Nephroblastoma, which is also known as Wilms’ tumor is a type of rare kidney cancer that often occurs in children. This type of kidney cancer is also the fourth very most common type of childhood cancer and roughly around 500 children in the world are newly diagnosed with the situation each year. Mostly, Wilms’ tumor is typically diagnosed in kids around 3 years of age. This rare kidney cancer can sometimes occur in older children and adults too.

Symptoms

Children in the age group of 2 to 4 who are diagnosed with Wilms’ tumor often show these following signs and symptoms.

• Constipation
• Swelling, discomfort and pain in the abdomen
• Nausea and vomiting
• Weakness and fatigue
• Loss of appetite
• Fever
• Discoloration or blood in the urine
• High blood pressure
• Shortness of breath

Causes

Though researchers still haven’t found what actually causes Nephroblastoma or any clear links between the disease and environmental factors, these are few factors that cause the Wilms’ tumor

Genetic Factors:

Though children don’t directly inherit the condition from their parents, researchers believe certain factors might raise the chance of a child developing Wilms’ tumor genetically. These are the following genetic syndromes that increase the chances of a child being diagnosed with Nephroblastoma:

• WAGR syndrome
• Densys-Drash syndrome
• Bloom syndrome
• Perlman syndrome
• Sotos syndrome
• Edward’s syndrome (Also called Trisomy 18)
• Frasier syndrome
• Beckwith - Wiedemann syndrome

Frasier, WAGR and Denys-Drash syndrome are linked to mutations in the WT1 gene. Beckwith-Wiedemann syndrome, on the other hand, is linked to mutations in the WT2 gene, All these both genes are found in chromosome 11. And changes in these genes account for a small percentage of Nephroblastoma in children below 3 years of age. Apart from that, children with certain birth defects are also more likely to develop Nephroblastoma.
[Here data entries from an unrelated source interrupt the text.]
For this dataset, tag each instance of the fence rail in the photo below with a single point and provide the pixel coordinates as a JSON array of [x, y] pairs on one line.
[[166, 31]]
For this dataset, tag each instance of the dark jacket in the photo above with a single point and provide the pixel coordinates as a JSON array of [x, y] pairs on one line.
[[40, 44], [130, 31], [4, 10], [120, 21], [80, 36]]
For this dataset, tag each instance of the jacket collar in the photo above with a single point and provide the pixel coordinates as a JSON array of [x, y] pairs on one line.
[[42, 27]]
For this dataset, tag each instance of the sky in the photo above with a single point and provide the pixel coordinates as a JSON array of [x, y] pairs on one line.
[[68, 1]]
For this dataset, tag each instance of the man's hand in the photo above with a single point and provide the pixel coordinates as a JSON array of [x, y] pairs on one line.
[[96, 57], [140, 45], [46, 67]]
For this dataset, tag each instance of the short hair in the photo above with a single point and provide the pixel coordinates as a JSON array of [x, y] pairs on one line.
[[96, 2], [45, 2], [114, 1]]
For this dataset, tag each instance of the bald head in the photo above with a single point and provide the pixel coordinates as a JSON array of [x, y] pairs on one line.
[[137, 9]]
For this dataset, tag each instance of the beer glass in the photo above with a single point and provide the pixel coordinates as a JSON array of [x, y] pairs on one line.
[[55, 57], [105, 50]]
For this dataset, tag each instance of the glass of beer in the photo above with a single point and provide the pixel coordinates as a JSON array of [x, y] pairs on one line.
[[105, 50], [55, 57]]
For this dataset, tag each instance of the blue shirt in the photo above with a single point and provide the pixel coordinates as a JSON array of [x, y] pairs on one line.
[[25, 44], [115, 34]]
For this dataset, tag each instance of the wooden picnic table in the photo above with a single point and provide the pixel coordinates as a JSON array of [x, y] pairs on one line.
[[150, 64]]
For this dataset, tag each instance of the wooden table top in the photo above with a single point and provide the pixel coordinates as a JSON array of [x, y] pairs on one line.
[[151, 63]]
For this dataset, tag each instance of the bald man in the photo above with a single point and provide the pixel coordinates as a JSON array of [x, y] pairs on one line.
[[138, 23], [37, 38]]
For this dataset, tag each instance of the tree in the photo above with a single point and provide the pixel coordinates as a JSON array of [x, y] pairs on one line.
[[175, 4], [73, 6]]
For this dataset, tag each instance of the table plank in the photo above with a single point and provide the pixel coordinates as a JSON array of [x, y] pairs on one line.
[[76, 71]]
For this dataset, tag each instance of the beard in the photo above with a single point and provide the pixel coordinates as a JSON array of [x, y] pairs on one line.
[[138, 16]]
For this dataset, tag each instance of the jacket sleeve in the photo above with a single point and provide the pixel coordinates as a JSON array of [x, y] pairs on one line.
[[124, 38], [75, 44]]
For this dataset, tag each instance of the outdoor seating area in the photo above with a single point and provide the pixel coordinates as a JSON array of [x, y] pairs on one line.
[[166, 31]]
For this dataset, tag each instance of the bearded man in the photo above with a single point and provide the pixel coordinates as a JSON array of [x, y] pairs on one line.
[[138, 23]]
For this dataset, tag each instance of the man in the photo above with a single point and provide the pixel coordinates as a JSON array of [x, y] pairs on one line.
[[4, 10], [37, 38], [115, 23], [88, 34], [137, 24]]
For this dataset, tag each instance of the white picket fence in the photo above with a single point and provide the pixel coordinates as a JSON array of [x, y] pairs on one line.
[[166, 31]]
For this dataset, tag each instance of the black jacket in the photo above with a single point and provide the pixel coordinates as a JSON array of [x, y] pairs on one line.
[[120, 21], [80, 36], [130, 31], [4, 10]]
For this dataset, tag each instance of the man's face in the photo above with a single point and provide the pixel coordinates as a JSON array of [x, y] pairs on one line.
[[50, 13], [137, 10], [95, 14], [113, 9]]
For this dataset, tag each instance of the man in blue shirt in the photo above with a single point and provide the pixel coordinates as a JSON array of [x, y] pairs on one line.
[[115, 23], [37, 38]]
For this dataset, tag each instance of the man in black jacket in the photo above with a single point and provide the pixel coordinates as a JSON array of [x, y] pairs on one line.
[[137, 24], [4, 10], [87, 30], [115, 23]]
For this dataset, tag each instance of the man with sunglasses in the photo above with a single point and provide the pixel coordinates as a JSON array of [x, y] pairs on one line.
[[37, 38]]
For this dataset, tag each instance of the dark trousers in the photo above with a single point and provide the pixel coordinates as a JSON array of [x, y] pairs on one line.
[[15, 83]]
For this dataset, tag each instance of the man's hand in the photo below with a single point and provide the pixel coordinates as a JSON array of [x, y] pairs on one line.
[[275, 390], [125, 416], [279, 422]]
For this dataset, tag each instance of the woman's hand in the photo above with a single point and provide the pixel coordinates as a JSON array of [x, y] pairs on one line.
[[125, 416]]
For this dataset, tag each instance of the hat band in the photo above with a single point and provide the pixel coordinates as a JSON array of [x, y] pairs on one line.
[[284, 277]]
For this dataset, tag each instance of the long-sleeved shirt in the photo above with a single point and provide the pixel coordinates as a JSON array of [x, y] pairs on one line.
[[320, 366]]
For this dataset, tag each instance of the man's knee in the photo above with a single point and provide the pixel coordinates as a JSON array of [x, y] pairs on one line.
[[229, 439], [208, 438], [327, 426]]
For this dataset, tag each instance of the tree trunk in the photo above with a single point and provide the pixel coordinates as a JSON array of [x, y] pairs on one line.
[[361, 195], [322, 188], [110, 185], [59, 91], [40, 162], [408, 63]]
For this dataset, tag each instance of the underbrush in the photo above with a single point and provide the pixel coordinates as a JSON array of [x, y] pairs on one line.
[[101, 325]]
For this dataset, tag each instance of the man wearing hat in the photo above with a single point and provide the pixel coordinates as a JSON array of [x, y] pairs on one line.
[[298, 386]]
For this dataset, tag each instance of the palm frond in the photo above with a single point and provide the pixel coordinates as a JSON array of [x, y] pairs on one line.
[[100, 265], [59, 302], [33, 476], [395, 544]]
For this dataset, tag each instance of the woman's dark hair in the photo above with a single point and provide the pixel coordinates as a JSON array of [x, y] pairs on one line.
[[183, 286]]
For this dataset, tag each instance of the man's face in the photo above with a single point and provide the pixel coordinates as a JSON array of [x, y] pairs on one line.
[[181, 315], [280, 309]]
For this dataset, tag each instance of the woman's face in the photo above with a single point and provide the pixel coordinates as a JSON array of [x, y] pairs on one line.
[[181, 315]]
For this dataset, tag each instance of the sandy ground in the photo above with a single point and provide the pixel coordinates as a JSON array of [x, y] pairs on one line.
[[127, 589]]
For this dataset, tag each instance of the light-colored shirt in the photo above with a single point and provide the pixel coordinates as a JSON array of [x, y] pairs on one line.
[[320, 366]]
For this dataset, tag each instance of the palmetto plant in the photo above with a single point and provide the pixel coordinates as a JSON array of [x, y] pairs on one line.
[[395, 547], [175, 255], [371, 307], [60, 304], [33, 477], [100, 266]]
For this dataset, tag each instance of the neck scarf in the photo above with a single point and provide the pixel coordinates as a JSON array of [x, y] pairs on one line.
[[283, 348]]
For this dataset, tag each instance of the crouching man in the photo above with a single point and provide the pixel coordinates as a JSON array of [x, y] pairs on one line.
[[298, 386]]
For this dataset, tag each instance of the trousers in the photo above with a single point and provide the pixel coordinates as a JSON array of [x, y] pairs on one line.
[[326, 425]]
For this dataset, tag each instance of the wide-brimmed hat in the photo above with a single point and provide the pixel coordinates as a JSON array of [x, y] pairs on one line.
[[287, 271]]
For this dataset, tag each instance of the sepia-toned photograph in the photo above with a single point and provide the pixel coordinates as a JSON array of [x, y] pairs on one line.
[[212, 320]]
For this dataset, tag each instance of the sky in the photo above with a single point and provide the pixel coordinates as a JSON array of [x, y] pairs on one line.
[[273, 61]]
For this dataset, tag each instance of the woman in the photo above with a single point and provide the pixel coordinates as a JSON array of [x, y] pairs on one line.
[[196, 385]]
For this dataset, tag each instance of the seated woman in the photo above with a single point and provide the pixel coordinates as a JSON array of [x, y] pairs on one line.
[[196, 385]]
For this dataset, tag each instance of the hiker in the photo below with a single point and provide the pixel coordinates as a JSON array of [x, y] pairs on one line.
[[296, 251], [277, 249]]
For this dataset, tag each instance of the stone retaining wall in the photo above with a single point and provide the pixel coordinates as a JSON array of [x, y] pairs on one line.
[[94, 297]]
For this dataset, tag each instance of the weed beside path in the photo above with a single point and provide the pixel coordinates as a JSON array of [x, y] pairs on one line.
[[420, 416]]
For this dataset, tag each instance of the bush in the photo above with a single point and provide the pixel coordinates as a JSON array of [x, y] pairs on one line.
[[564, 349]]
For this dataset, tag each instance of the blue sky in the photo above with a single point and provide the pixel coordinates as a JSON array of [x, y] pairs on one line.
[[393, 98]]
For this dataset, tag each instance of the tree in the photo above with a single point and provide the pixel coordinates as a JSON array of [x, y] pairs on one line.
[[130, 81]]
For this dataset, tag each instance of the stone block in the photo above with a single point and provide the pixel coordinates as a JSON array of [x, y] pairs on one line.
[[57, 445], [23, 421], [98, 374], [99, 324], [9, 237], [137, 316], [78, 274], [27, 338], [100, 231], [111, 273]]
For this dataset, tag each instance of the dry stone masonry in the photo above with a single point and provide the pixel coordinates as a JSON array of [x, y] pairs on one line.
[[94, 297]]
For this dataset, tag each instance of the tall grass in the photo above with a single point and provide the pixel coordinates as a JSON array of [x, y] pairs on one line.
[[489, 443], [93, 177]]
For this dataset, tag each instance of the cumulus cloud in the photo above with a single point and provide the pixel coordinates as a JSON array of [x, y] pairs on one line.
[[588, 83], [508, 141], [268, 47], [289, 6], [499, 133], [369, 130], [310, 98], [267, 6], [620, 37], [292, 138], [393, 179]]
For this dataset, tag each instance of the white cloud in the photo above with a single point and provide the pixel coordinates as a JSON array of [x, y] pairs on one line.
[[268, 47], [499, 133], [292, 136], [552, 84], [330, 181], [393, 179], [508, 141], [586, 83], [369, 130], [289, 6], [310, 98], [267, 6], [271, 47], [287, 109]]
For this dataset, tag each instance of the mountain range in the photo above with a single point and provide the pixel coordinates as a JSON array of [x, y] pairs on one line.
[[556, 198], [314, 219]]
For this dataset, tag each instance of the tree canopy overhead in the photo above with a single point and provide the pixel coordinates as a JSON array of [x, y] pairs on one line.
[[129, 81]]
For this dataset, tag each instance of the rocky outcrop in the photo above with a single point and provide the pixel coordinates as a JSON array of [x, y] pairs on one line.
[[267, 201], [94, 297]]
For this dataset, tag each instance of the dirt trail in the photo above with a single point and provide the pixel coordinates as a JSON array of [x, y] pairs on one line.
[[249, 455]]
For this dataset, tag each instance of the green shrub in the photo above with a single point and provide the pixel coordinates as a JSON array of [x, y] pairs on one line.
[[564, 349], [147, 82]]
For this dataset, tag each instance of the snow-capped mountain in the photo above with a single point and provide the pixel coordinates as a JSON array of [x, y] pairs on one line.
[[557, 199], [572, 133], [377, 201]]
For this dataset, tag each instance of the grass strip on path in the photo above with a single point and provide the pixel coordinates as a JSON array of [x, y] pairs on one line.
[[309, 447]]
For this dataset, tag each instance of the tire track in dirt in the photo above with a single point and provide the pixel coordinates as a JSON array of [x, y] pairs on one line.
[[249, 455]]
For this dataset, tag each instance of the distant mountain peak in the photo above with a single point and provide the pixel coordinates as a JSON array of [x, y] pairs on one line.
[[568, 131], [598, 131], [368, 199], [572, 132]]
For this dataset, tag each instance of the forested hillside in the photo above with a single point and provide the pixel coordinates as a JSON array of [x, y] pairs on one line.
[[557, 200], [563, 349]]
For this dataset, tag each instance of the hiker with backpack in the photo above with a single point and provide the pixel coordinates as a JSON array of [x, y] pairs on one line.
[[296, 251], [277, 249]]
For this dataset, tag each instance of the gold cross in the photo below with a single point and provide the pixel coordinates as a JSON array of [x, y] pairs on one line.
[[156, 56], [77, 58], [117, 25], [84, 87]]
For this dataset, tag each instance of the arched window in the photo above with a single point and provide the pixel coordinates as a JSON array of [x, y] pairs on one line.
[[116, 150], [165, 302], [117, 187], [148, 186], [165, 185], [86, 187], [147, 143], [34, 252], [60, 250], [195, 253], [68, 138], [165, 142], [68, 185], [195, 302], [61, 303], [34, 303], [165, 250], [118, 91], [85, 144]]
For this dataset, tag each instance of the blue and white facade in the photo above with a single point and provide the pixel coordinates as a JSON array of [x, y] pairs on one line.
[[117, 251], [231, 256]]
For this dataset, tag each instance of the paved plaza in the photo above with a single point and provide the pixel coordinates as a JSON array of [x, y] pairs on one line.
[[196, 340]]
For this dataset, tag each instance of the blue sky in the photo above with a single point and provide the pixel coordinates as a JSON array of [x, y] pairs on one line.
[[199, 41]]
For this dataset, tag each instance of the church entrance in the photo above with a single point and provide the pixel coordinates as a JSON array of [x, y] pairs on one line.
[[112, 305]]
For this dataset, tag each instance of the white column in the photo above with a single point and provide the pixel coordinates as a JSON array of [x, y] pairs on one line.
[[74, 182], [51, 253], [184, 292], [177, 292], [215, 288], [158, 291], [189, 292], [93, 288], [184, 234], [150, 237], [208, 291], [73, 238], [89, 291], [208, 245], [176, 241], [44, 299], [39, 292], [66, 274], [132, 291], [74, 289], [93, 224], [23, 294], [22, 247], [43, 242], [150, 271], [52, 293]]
These are the following birth defects that are associated with the condition.

• Aniridia
• Hemihypertrophy
• Cryptorchidism
• Hypospadias

More about Treatment

More about the disease:

Wilms’ tumors are generally classified into different types under a microscope by looking at the tumor cells and this process is called “Histology”.

1. Unfavorable Histology:

This type of tumor has a nucleus in the cells and often looks very large and distorted in unfavorable histology. This type of tumor is often referred to as Anaplasia. The harder the tumor is to cure when there is more Anaplasia.

2. Favorable Histology:

This type of tumor doesn’t have Anaplasia. Most tumors are easier to cure since over 90 percent of Wilms’ tumors have favorable histology.

Treatment procedure of Wilms’ Tumor:

Few of the main type of treatment procedures involved in treating Wilms’ tumor are as follows:

• Surgery
• Radiation Therapy
• Chemotherapy

Most of the time, children undergo a combination of treatments. Surgery is generally the first treatment that doctors advise the patient with the main goal of the surgery is to remove the tumor. Just in case, the surgery isn’t successful, the child has to undergo chemotherapy or radiation therapy if the tumor wasn’t removed successfully. Apart from that, medications and the extent of treatment will normally vary depending on the child's condition.

FAQ

1. What is the life expectancy of a child with Nephroblastoma?

The five-year survival rate of a kid with Nephroblastoma is 81%.

2. What are the side effects and complications involved in Wilms’ tumor?

Unlike any cancer, the spreading of the disease to almost all organs are a serious complication. And some of the side effects due to the treatment are as follows: Hair loss, fatigue, nausea and vomiting.

3. Can Nephroblastoma be prevented?

While this type of cancer can’t be prevented, the various screening tools can always ensure early detection.

4. Where does Wilms’ tumor metastasis occur?

Nephroblastoma can mostly spread to lymph nodes in the abdomen as well as to the lung (rarely to the liver). It does not spread to the bones, bone marrow, or brain.

5. Can Wilms’ tumor relapse?

Most of the time relapses occur within two years of diagnosis of the original Wilms' tumor occurrence, yet for some children it can come back later than this. And this is for 85% of cases.